"Peut-être aussi que je reviendrai avec toi. Je suis libre! Zorba secoua
la tête:
- Non, tu n'es pas libre, dit-il. La corde avec laquelle tu es attaché,
est un peu plus longue que celle des autres. C'est tout. Toi, patron, tu
as une longue ficelle, tu vas, tu viens, tu crois que tu es libre, mais
la ficelle tu ne la coupes pas. Et quand on ne coupe pas la ficelle...
- Je la couperai un jour! dis-je avec défi, car les paroles de Zorba
avaient touché en moi une plaie ouverte et j'avais eu mal.

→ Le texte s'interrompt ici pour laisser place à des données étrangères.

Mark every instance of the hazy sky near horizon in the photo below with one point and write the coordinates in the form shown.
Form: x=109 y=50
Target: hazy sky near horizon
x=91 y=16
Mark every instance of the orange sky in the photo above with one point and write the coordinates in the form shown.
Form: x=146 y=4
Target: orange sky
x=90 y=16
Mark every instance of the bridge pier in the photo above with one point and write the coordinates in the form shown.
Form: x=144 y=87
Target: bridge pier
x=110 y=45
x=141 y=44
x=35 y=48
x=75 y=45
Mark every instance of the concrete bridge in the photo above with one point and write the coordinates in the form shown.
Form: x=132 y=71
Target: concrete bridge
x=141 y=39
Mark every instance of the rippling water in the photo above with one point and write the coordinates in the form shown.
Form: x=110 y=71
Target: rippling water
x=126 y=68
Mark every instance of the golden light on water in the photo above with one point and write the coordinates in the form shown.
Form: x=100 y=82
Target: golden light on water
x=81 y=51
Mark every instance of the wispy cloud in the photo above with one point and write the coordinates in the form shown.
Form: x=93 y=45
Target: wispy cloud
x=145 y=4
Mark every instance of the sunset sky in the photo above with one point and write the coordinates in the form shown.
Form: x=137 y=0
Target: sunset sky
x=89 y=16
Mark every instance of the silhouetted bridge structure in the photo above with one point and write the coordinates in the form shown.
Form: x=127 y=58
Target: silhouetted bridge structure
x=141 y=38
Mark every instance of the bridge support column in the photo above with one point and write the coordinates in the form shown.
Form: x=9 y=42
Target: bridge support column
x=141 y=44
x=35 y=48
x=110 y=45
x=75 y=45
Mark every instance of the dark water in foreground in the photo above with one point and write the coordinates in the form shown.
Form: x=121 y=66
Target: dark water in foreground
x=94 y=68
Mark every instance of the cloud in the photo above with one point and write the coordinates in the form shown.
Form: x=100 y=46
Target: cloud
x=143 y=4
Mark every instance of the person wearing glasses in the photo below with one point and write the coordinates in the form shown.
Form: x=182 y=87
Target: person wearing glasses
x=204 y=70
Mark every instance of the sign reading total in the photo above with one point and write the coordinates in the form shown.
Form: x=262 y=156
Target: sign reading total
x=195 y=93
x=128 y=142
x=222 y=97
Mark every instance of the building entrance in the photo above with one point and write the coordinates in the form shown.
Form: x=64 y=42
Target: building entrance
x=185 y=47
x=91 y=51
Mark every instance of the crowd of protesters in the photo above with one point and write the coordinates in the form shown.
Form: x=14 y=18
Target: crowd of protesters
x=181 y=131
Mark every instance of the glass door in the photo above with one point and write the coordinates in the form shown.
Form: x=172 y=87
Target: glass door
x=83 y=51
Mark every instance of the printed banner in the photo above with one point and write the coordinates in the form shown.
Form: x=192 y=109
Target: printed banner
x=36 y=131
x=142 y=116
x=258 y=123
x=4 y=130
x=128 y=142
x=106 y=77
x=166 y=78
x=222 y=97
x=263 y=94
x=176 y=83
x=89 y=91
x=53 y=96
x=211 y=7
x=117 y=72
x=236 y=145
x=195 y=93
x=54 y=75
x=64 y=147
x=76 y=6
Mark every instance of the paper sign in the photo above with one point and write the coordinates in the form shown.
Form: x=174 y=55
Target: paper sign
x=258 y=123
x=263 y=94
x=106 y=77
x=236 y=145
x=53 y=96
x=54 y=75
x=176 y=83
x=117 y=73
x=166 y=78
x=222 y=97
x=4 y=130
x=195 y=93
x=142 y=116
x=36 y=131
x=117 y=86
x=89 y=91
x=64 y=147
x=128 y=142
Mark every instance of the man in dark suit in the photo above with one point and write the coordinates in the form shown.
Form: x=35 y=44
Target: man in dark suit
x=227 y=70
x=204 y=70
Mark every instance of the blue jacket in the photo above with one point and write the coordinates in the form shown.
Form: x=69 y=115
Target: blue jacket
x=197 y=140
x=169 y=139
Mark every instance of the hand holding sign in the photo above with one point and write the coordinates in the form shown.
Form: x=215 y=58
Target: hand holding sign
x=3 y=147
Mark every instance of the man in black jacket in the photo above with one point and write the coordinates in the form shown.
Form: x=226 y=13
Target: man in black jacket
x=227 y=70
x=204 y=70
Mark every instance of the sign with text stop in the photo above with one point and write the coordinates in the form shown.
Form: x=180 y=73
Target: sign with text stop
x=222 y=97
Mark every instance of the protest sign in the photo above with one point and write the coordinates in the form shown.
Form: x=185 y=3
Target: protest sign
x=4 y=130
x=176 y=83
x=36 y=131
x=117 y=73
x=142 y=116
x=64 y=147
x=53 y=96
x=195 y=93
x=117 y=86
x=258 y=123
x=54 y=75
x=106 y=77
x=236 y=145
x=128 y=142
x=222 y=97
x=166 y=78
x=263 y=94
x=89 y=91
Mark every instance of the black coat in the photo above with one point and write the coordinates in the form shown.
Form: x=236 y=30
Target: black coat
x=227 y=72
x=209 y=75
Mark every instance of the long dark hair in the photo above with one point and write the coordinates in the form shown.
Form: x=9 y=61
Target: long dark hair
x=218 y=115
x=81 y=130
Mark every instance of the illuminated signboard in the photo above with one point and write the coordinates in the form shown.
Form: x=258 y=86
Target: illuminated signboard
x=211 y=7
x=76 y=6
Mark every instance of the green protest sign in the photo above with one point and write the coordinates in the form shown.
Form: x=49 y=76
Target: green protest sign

- C'est difficile patron, très difficile. Pour ça, il faut un brin de
folie; de folie, tu entends? Risquer tout! Mais toi, tu as un cerveau
solide et il viendra à bout de toi. Le cerveau est un épicier, il tient
des registres, j'ai payé tant, j'ai encaissé tant, voilà mes bénéfices,
voilà mes pertes! C'est un prudent petit boutiquier; il ne met pas tout
en jeu, il garde toujours des réserves. Il ne casse pas la ficelle, non!
il la tient solidement dans sa main, la fripouille. Si elle lui échappe,
il est foutu, foutu le pauvre! Mais si tu ne casses pas la ficelle,
dis-moi, quelle saveur peut avoir la vie? Un goût de camomille, de fade
camomille! "
Níkos Kazantzákis
Bigre, ce ne sont pas lignes à lancer aux gens un lundi matin, alors que
les nouvelles bruissent d'une "grande démission" qui saisit les
Etats-Unis, et plus récemment la France, ces employés qui se filment sur
les réseaux sociaux remettant leur démission avec allégresse à leur
employeur. Serait-ce un effet secondaire du Covid long, non-décrit dans
les études? Imprégné par la notion de valeur du travail, transmise au
sein maternel, j'ai du mal avec ces nouvelles réalités, mais elles font
partie de notre monde actuellement. Longue ficelle, petite ficelle?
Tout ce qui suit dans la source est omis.